И вдруг меня на перемене, в коридоре, останавливает директор, ведет в свой кабинет и начинает допрос: с кем я дружу, где я живу, у кого, а когда я назвал своих нареченных «родственников», он резко обрывает:
— Так вот, жить вы у них больше не будете. Я вызвал телеграммой вашего отца, и вам придется этих родственников забыть навсегда.
И действительно, кажется, на другой же день приехал отец и в срочном порядке перевел меня на другую, указанную ему, квартиру у какого-то отставного чиновника и его больной, по крайней мере вечно охающей, жены.

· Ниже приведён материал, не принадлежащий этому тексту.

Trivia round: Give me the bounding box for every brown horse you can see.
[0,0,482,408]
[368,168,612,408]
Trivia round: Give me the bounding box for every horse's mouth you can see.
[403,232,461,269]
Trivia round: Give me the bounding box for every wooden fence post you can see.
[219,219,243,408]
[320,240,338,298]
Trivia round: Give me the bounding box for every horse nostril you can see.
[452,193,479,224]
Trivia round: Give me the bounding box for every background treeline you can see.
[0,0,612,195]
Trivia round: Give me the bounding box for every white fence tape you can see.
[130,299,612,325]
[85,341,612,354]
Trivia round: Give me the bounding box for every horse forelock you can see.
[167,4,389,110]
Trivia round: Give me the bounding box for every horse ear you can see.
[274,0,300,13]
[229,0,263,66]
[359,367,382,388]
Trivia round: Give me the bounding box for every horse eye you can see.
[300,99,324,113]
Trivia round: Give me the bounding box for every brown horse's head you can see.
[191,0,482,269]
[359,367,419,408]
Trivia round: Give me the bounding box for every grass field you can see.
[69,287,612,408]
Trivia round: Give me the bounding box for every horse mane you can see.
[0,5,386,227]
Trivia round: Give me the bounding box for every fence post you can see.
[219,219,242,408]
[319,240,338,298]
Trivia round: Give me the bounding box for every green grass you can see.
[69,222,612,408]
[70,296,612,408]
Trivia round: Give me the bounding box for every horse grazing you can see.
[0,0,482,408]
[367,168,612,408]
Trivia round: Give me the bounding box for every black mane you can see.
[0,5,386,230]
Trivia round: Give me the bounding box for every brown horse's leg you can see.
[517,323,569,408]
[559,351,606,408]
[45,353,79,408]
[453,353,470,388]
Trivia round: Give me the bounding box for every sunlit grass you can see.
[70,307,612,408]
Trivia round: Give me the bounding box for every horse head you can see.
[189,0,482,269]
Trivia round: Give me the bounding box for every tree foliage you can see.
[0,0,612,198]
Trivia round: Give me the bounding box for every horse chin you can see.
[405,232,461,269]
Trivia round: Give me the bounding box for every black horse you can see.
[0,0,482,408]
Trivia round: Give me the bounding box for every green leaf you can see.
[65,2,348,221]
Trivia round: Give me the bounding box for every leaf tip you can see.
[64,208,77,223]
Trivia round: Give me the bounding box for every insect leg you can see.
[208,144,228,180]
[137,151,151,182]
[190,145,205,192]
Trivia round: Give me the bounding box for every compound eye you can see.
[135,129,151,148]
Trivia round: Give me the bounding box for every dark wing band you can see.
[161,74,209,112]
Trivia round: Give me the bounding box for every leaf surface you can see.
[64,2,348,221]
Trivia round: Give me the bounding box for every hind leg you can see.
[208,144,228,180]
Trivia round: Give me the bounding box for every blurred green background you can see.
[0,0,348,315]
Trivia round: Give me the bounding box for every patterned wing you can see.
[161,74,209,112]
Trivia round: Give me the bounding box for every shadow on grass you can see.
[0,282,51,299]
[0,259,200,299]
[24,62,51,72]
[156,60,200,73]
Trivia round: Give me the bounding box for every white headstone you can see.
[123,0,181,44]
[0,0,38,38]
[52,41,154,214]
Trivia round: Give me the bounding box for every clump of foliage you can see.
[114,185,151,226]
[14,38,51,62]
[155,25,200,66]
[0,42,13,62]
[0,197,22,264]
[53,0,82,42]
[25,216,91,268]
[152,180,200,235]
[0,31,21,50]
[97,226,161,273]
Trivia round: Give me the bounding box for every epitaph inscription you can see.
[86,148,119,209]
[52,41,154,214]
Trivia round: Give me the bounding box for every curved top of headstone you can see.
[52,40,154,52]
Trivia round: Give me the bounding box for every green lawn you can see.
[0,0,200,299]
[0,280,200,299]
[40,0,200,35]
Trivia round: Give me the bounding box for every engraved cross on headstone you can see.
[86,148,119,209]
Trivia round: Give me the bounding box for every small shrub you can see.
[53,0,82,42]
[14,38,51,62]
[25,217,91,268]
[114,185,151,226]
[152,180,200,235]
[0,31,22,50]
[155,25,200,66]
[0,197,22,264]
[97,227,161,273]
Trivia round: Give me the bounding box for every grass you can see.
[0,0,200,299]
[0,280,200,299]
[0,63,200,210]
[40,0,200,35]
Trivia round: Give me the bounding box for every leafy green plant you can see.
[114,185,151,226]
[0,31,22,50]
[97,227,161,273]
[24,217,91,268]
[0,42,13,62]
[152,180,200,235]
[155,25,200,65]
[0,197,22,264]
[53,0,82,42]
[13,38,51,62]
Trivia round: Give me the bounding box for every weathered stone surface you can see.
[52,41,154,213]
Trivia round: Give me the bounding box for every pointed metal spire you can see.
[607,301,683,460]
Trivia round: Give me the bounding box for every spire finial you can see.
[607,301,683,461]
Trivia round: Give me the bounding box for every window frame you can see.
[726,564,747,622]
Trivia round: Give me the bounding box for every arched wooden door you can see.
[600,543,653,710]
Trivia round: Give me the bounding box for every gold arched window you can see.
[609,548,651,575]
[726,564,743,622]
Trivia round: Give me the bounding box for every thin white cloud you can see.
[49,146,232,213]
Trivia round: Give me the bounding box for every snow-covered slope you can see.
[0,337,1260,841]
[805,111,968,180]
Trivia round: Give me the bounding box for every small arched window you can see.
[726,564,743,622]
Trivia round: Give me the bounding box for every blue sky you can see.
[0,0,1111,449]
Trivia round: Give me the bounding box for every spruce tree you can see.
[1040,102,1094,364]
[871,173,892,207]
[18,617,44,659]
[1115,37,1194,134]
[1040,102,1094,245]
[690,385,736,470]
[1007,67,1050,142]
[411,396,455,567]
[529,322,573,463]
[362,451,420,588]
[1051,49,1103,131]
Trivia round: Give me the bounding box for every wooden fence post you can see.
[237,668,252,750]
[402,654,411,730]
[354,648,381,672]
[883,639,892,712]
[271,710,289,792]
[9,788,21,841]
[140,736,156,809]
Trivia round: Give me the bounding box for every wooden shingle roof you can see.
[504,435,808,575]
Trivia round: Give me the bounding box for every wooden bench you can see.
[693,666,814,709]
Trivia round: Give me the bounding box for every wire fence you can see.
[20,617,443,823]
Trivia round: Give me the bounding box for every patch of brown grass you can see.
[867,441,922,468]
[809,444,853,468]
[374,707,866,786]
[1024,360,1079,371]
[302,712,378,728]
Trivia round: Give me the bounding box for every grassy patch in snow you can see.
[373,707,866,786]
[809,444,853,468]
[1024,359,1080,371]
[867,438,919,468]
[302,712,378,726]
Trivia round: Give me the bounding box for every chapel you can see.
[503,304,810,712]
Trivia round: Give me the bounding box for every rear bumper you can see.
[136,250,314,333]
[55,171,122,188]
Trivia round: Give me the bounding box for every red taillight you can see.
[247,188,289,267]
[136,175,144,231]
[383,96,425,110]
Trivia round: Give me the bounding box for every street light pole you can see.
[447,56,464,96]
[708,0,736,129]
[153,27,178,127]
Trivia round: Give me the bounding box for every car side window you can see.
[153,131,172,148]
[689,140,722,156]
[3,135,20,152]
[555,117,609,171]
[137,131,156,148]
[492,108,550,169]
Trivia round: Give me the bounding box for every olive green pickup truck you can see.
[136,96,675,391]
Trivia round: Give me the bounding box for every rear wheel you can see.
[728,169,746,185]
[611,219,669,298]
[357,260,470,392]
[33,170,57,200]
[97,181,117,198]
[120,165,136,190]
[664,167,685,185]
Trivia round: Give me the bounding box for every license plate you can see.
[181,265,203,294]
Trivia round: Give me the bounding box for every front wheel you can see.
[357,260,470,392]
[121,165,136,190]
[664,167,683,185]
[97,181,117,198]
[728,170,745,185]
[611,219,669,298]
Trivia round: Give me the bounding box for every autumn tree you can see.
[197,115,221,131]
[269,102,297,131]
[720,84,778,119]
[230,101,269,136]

Впоследствии по рассказам и документам я проследил всю историю семьи Пшенай-Севериных, особенно ее главы и вдохновителя, бородатого, мужиковатого на вид крепыша Семена Макаровича, историю, достойную особого описания, даже исследования, по внутренней чистоте и возвышенности духа, по своим связям с деятелями революционного движения в Калуге, которых он сначала воспитывал в руководимом им железнодорожном училище, а потом всемерно поддерживал в полной тревог жизни, давал им приют при побегах с каторги и даже прятал оружие, за что сам отсидел в тюрьме два года и был лишен учительского звания.
Я почти уверен, что отец не знал все эти факты и подробности, когда определял меня на квартиру в такую семью, но дух ее был, конечно, известен и в какой-то мере симпатичен ему, хотя бы со слов покойной мамы. Ну, а в последнем, предреволюционном, шестнадцатом году этот дух, а вероятно, уже не дух, но и факты стали известны и в гимназии. При другом директоре это могло кончиться для меня несомненной катастрофой, а кончилось, как говорится, сухой грозой — директор наш, как я уже говорил, близкий друг А. М. Горького, каким-то образом сумел амортизировать этот удар, и я отделался второй тройкой по поведению и строгим предупреждением.
— И больше к своей этой самой родне — ни шагу. Понятно?
…Одним словом, серьезных претензий я к своей гимназии не имел и не имею — она дала мне необходимый и, видимо, не совсем минимальный минимум не только знаний, но и мыслительных навыков, а главное — интересов и интеллектуальных потребностей, что позволило мне потом, без высшего образования, в котором мне в дальнейшем, по моему социальному происхождению, было отказано, собственными силами и усилиями подняться на какой-то, доступный мне, уровень культуры и мысли.
Итак, о «друзе».
Писать об этом теперь, с вершины жизни, и легко и трудно. Легко потому, что она вся на виду, как друза горного хрусталя, со всеми ее и крупными и мелкими кристаллами, трудно — потому что во всем этом нужно разобраться и отделить бытовую мелочь от главного, что определяет дальнейшие судьбы человека и пути его развития.
На это толкает меня и сама жизнь, и ее требования.
Много позже, в дни моего 75-летия, я получил большое и откровенное письмо от подростков, воспитанников трудовой колонии. Осознавая теперь свои былые ошибки, они хотят «взвесить свою прошлую жизнь и, выйдя на волю, начать жить сначала» и в то же время признают, что «мы многому не верим, что внушают нам учителя и воспитатели, нам кажется, что нам туманят головы».
И вот после таких признаний они обращаются ко мне:
«Вы прожили трудную долгую жизнь, захватили жизнь и при царской власти. Как Вам удалось и что Вам помогло не потерять себя в жизни, а стать человеком, да еще каким известным писателем? Если сможете, Григорий Александрович, то, пожалуйста, ответьте, как же все-таки выйти на правильный путь жизни?
Вопрос трогательный в своей интимности и в то же время наивный — ведь жизнь-то была другая, совсем-совсем другая — и общая и моя личная, — и я не знаю, в какой степени она может быть поучительной для современного поколения. Но в конце концов все поучительно, было бы желание учиться.
Так я примерно и сказал своим юным друзьям — и об ошибках своих и их преодолении, о формировании характера и вообще о кристаллизации. Было, конечно, по-разному: были и глупости, были ошибки и были соблазны, обыкновенные ребячьи соблазны.